Typically, antibodies can’t enter neurons on their own, so Shoemaker and his collaborators needed to attach them to a vehicle that could: an inactive variant of the botulism toxin itself. Over millions of years, he notes, that molecule has evolved to find neurons in the body, tunnel into their interior, and block key neurological processes.
To take advantage of those properties, Shoemaker’s collaborators engineered DNA that incorporated both a recipe for that toxin and a recipe for a new antibody, creating a single protein that did both jobs. On one end, it contained a neuron-invading toolset; on the other, it carried a custom antibody that stopped the real botulism neurotoxin from continuing to paralyze its host.
Preventing Other Diseases
It’s an innovative approach, and it doesn’t stop at botulism, Shoemaker says. By combining the right antibody with the right delivery system, it may be possible to prevent many other diseases before they wreak havoc in the body.
Shoemaker plans to continue collaborating with other labs and biotech companies to engineer new therapeutics based on camelid antibodies. One idea in the works, he says, is a spray that coats patients’ nasal passages with antibodies for COVID-19, effectively stopping virus particles as they’re inhaled.
Another involves antibody-covered probiotics that, once swallowed, can immobilize pathogens in the gut to prevent them from establishing infections—a preventive measure which could reduce the spread of diarrheal diseases, one of the leading causes of death worldwide for children under five.

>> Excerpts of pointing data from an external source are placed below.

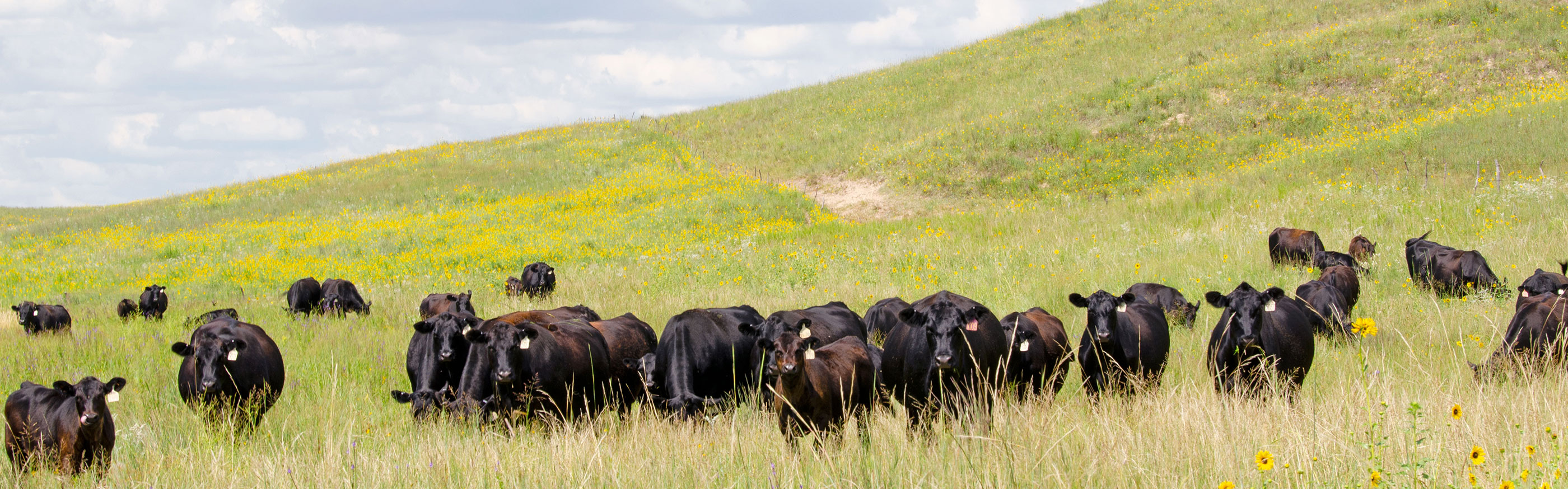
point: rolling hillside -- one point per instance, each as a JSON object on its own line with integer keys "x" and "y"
{"x": 1124, "y": 143}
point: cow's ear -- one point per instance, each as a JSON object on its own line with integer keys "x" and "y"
{"x": 1217, "y": 300}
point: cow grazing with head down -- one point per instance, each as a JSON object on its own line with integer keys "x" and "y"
{"x": 43, "y": 317}
{"x": 1040, "y": 351}
{"x": 819, "y": 384}
{"x": 154, "y": 302}
{"x": 1124, "y": 344}
{"x": 1534, "y": 337}
{"x": 231, "y": 374}
{"x": 883, "y": 317}
{"x": 68, "y": 424}
{"x": 1167, "y": 298}
{"x": 1292, "y": 247}
{"x": 305, "y": 297}
{"x": 1361, "y": 248}
{"x": 629, "y": 341}
{"x": 1261, "y": 336}
{"x": 436, "y": 355}
{"x": 440, "y": 303}
{"x": 945, "y": 356}
{"x": 341, "y": 297}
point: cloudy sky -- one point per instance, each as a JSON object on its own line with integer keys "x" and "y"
{"x": 114, "y": 101}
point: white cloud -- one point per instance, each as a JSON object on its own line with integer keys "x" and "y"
{"x": 764, "y": 41}
{"x": 240, "y": 124}
{"x": 894, "y": 29}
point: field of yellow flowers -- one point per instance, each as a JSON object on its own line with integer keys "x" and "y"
{"x": 1296, "y": 115}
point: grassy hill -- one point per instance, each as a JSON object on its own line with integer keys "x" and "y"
{"x": 1123, "y": 143}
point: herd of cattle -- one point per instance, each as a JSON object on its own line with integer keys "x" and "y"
{"x": 945, "y": 355}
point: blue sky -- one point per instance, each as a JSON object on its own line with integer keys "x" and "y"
{"x": 115, "y": 101}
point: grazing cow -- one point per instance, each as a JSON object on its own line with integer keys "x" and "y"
{"x": 1343, "y": 278}
{"x": 1534, "y": 339}
{"x": 66, "y": 424}
{"x": 1124, "y": 344}
{"x": 1543, "y": 283}
{"x": 1261, "y": 335}
{"x": 1327, "y": 309}
{"x": 1170, "y": 300}
{"x": 827, "y": 322}
{"x": 154, "y": 302}
{"x": 945, "y": 356}
{"x": 629, "y": 341}
{"x": 1292, "y": 247}
{"x": 883, "y": 317}
{"x": 1361, "y": 248}
{"x": 1457, "y": 272}
{"x": 819, "y": 388}
{"x": 126, "y": 309}
{"x": 231, "y": 374}
{"x": 559, "y": 370}
{"x": 436, "y": 355}
{"x": 43, "y": 317}
{"x": 1038, "y": 353}
{"x": 703, "y": 356}
{"x": 538, "y": 281}
{"x": 341, "y": 297}
{"x": 1326, "y": 259}
{"x": 440, "y": 303}
{"x": 305, "y": 297}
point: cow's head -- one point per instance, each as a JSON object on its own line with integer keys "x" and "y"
{"x": 214, "y": 353}
{"x": 945, "y": 325}
{"x": 1103, "y": 308}
{"x": 91, "y": 397}
{"x": 1247, "y": 308}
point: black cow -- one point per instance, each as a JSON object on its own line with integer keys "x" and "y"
{"x": 232, "y": 374}
{"x": 126, "y": 309}
{"x": 945, "y": 356}
{"x": 1327, "y": 309}
{"x": 1534, "y": 339}
{"x": 1361, "y": 248}
{"x": 1167, "y": 298}
{"x": 43, "y": 317}
{"x": 703, "y": 356}
{"x": 1040, "y": 351}
{"x": 440, "y": 303}
{"x": 557, "y": 370}
{"x": 341, "y": 297}
{"x": 305, "y": 297}
{"x": 1343, "y": 278}
{"x": 883, "y": 317}
{"x": 1261, "y": 337}
{"x": 69, "y": 425}
{"x": 1292, "y": 247}
{"x": 1124, "y": 344}
{"x": 629, "y": 341}
{"x": 154, "y": 302}
{"x": 436, "y": 356}
{"x": 819, "y": 388}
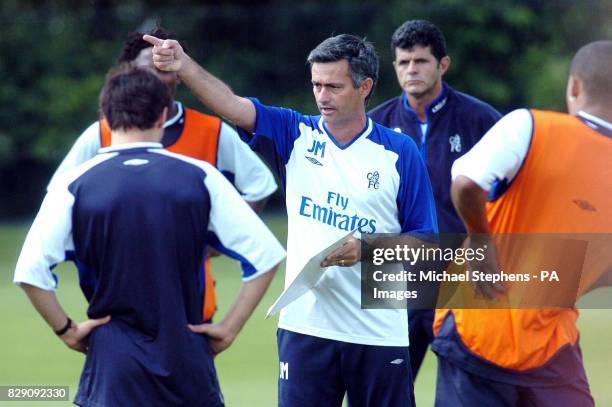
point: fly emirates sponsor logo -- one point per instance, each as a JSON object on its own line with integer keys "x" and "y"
{"x": 334, "y": 213}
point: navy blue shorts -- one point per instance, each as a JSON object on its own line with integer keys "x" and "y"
{"x": 319, "y": 372}
{"x": 456, "y": 387}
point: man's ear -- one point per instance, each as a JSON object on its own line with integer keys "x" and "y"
{"x": 159, "y": 123}
{"x": 366, "y": 87}
{"x": 444, "y": 64}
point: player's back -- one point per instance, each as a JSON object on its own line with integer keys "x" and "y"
{"x": 139, "y": 226}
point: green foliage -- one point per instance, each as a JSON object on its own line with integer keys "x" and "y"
{"x": 55, "y": 55}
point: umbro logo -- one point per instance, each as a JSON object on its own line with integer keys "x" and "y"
{"x": 373, "y": 180}
{"x": 136, "y": 162}
{"x": 313, "y": 160}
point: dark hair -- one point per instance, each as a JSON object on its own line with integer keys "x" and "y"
{"x": 134, "y": 43}
{"x": 591, "y": 65}
{"x": 133, "y": 98}
{"x": 360, "y": 54}
{"x": 422, "y": 33}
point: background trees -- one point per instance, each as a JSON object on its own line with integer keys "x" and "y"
{"x": 55, "y": 54}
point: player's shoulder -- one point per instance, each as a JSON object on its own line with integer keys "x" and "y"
{"x": 65, "y": 180}
{"x": 185, "y": 161}
{"x": 392, "y": 140}
{"x": 385, "y": 108}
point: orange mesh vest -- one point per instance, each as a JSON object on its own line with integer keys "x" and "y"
{"x": 199, "y": 139}
{"x": 564, "y": 186}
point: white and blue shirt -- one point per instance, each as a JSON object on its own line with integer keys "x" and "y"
{"x": 377, "y": 183}
{"x": 136, "y": 220}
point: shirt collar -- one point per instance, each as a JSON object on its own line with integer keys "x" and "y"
{"x": 129, "y": 146}
{"x": 435, "y": 106}
{"x": 594, "y": 119}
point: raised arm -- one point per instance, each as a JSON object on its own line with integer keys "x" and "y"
{"x": 168, "y": 55}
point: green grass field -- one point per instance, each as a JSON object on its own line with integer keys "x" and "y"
{"x": 30, "y": 354}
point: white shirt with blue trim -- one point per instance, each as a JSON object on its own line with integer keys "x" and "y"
{"x": 375, "y": 184}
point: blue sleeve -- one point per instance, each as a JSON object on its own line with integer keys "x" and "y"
{"x": 276, "y": 124}
{"x": 415, "y": 201}
{"x": 488, "y": 118}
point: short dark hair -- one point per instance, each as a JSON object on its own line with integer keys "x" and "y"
{"x": 360, "y": 54}
{"x": 133, "y": 98}
{"x": 134, "y": 43}
{"x": 421, "y": 33}
{"x": 591, "y": 65}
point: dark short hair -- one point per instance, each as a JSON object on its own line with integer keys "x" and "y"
{"x": 421, "y": 33}
{"x": 360, "y": 54}
{"x": 133, "y": 98}
{"x": 591, "y": 65}
{"x": 134, "y": 43}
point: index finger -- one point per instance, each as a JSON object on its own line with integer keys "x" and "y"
{"x": 153, "y": 40}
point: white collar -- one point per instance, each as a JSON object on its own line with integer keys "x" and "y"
{"x": 595, "y": 119}
{"x": 177, "y": 116}
{"x": 127, "y": 146}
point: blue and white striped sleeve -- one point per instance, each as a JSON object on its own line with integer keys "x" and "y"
{"x": 238, "y": 231}
{"x": 416, "y": 205}
{"x": 280, "y": 125}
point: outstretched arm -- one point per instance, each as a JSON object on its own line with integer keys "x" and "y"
{"x": 168, "y": 55}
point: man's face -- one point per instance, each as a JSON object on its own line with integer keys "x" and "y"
{"x": 418, "y": 71}
{"x": 144, "y": 60}
{"x": 337, "y": 99}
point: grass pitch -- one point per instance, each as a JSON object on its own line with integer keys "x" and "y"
{"x": 30, "y": 354}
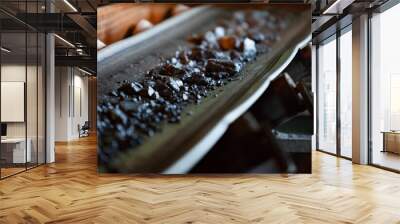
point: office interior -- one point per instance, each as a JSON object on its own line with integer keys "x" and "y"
{"x": 48, "y": 79}
{"x": 357, "y": 81}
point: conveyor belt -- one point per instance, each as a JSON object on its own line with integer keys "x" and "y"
{"x": 179, "y": 146}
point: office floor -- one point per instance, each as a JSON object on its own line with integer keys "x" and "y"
{"x": 386, "y": 159}
{"x": 70, "y": 191}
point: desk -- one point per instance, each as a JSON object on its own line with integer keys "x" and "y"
{"x": 391, "y": 141}
{"x": 14, "y": 150}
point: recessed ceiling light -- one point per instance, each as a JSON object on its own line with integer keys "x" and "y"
{"x": 5, "y": 50}
{"x": 86, "y": 72}
{"x": 70, "y": 5}
{"x": 64, "y": 40}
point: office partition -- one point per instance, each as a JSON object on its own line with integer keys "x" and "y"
{"x": 22, "y": 77}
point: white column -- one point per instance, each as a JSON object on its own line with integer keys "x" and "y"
{"x": 50, "y": 92}
{"x": 314, "y": 92}
{"x": 360, "y": 90}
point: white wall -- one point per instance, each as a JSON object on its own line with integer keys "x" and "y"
{"x": 70, "y": 83}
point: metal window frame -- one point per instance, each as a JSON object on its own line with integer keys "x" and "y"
{"x": 381, "y": 9}
{"x": 334, "y": 37}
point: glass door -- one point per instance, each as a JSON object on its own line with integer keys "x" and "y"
{"x": 346, "y": 93}
{"x": 327, "y": 96}
{"x": 385, "y": 89}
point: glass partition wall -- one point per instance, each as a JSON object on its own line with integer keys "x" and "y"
{"x": 385, "y": 89}
{"x": 22, "y": 107}
{"x": 334, "y": 81}
{"x": 327, "y": 95}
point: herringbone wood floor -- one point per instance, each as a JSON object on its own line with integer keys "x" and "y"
{"x": 70, "y": 191}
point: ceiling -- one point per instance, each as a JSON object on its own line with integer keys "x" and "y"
{"x": 74, "y": 22}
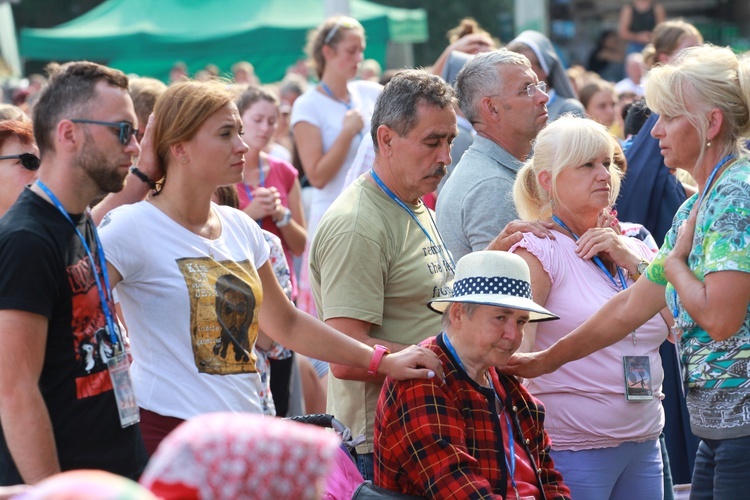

“It’s vastly easier to prevent a disease than to cure it,” says Shoemaker. “If you try to block an infection right at the start, you only have to stop a small number of invading pathogens. If you wait, those pathogens will reproduce in the body and turn into huge numbers that are very difficult to treat,” he says.
“By using the new synthetic RNA and viral-based gene therapy agents like the ones now being used for many COVID-19 vaccines, we can rapidly engineer and deliver our antibodies to treat and protect patients against all sorts of diseases,” he adds. “It’s really just our imaginations that limit us.”
David Levin is a Boston-based freelance science writer.